The Hilton hotel in Nagoya has started offering its guests free use of bicycles to get around the city, part of an experiment that the company hopes will be adopted by its properties around the world.
The campaign is part of the hotel's commitment to reducing its carbon footprint, General Manager Jamie Mead told Relaxnews, but is particularly effective in a city like Nagoya.
"We started the scheme because we wanted to provide a more environmentally friendly way to get around the city, but it's ideal because Nagoya is pretty flat, there are broad roads and cycling is a popular pastime here," he said.
The city's authorities started a similar cycling experiment last year, providing people who registered with the free use of bikes to get around, a trend that been catching on in major cities like Paris, Barcelona, Geneva, Stockholm, Montreal and London (which will roll out its program in July). The Nagoya scheme was a huge success and underlined the growing popularity of cycling, both as a form of exercise and a way of helping to preserve the environment. Cyclists are given a map of the city and a helmet before they set off.

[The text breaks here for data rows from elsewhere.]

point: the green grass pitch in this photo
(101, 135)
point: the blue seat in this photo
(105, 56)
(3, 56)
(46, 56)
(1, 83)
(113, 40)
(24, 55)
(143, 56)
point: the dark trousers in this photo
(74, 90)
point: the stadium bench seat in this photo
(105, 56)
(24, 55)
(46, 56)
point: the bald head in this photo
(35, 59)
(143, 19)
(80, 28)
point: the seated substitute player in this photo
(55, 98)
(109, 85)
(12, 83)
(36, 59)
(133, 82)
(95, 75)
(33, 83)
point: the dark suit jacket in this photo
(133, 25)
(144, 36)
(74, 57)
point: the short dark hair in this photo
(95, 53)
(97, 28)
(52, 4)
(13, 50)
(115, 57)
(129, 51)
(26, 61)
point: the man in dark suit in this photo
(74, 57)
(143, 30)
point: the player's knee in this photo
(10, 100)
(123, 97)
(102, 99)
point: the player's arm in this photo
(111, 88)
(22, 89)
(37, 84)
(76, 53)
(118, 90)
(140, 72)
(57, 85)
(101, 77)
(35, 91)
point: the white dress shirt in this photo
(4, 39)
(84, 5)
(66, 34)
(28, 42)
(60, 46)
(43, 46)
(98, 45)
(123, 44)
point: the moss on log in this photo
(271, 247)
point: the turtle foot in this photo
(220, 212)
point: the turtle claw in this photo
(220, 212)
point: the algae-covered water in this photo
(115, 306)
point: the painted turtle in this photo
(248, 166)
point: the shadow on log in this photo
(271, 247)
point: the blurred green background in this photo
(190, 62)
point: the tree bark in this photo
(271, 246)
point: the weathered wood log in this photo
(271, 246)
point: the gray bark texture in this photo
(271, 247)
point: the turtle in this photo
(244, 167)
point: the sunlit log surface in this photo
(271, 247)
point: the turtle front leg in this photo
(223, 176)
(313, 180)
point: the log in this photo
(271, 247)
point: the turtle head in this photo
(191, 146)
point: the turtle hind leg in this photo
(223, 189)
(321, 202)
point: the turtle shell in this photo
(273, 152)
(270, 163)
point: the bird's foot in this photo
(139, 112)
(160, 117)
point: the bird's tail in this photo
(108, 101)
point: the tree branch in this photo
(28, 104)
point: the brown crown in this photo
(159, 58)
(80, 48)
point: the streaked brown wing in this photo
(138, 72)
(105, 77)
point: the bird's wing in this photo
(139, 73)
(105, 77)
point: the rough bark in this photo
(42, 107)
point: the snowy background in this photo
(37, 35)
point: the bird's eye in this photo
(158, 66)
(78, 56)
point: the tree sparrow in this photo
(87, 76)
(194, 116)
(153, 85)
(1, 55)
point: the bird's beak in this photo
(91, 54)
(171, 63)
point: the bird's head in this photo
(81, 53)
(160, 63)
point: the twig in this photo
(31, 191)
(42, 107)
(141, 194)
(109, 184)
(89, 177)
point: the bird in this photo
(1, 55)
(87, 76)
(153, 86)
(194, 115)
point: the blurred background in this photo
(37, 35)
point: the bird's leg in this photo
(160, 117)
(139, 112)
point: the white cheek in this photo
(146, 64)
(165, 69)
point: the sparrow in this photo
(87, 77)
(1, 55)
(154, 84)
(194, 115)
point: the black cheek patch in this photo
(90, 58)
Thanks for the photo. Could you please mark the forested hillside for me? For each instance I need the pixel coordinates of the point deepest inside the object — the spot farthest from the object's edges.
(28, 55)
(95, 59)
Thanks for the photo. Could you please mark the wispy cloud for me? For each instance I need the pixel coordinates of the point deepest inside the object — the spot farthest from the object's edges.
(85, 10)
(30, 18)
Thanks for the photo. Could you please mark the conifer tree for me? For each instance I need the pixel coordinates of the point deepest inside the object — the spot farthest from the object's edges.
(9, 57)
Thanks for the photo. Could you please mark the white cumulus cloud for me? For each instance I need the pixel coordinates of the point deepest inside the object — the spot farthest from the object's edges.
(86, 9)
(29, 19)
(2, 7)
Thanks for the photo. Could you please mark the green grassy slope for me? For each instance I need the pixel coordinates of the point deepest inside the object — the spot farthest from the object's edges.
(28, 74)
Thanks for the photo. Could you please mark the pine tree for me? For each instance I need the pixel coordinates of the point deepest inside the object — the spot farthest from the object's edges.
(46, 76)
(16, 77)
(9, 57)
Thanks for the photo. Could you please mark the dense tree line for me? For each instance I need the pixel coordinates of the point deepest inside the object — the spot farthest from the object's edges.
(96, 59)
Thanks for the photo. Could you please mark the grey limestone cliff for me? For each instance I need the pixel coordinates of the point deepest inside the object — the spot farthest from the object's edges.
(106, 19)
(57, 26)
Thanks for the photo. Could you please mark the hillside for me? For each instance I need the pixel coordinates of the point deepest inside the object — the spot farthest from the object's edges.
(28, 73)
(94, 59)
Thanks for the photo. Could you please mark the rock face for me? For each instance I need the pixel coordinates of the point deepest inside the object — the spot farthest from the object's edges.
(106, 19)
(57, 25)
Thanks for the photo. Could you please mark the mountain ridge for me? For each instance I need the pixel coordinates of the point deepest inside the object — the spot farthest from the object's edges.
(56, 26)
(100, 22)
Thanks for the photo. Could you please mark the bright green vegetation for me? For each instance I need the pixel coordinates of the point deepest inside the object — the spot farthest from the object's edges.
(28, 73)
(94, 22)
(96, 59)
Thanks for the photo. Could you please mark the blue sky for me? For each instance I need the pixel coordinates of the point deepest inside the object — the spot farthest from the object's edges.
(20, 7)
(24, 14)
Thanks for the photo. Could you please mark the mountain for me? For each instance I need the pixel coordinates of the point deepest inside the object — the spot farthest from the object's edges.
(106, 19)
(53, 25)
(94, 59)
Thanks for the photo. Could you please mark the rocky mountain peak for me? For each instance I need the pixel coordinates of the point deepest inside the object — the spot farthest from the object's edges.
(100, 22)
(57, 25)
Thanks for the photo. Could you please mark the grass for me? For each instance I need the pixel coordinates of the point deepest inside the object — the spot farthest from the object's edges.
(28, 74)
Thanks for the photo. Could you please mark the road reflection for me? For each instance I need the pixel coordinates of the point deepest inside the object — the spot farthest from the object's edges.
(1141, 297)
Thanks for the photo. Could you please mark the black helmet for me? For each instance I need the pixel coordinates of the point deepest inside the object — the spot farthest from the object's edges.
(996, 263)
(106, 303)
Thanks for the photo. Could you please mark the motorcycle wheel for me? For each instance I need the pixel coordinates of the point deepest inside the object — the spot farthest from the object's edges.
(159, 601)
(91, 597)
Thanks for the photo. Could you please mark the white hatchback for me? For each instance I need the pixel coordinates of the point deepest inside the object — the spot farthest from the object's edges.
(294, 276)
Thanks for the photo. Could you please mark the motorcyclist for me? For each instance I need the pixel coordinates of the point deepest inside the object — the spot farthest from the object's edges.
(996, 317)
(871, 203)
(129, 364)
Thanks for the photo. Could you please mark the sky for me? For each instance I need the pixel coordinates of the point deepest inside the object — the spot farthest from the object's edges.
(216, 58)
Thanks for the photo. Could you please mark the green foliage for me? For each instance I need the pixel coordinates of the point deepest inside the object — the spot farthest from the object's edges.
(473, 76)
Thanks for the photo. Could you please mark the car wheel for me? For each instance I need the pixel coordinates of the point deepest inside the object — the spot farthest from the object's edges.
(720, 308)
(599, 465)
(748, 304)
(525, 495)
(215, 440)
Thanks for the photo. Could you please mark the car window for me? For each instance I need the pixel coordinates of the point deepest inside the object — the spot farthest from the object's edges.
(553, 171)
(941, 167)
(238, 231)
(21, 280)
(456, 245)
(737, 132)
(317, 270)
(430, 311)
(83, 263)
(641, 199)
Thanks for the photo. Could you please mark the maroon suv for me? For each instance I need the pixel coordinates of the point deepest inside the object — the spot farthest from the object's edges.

"We have a range of top quality bicycles that come in a range of sizes that allow our guests to get around the city for free and mean they don't have to take a taxi or the subway," said Mead.
Japanese businessmen have been quick to embrace the idea, he said, and can often be seen setting off in their suits and with the briefcases on the panier setting off for morning meetings. The concept has not caught on so quickly with foreign businessmen, he said, but he remains optimistic that it will in the near future.
The introduction of the bicycles coincides with a number of green-related events in Nagoya over the coming year, including the Conference of the Parties Convention on Biological Diversity (COP10) and the Aichi Triennale international arts festival.
"This is just one part of the environmental programmes that the Hilton is introducing around the world, and although we provide bicycles for guests at our resort properties, we have never tried anything like this before in a city hotel," Mead said. "If it turns out to be a success - and it is certainly looking that way so far - then we would be keen to extend it to other locations where cycling is popular."
Hilton's city-based scheme is a new twist on a bicycle rental schemes that have proved popular with independent hotels, and larger chains such as Marriott or Holiday Inn, in rural areas.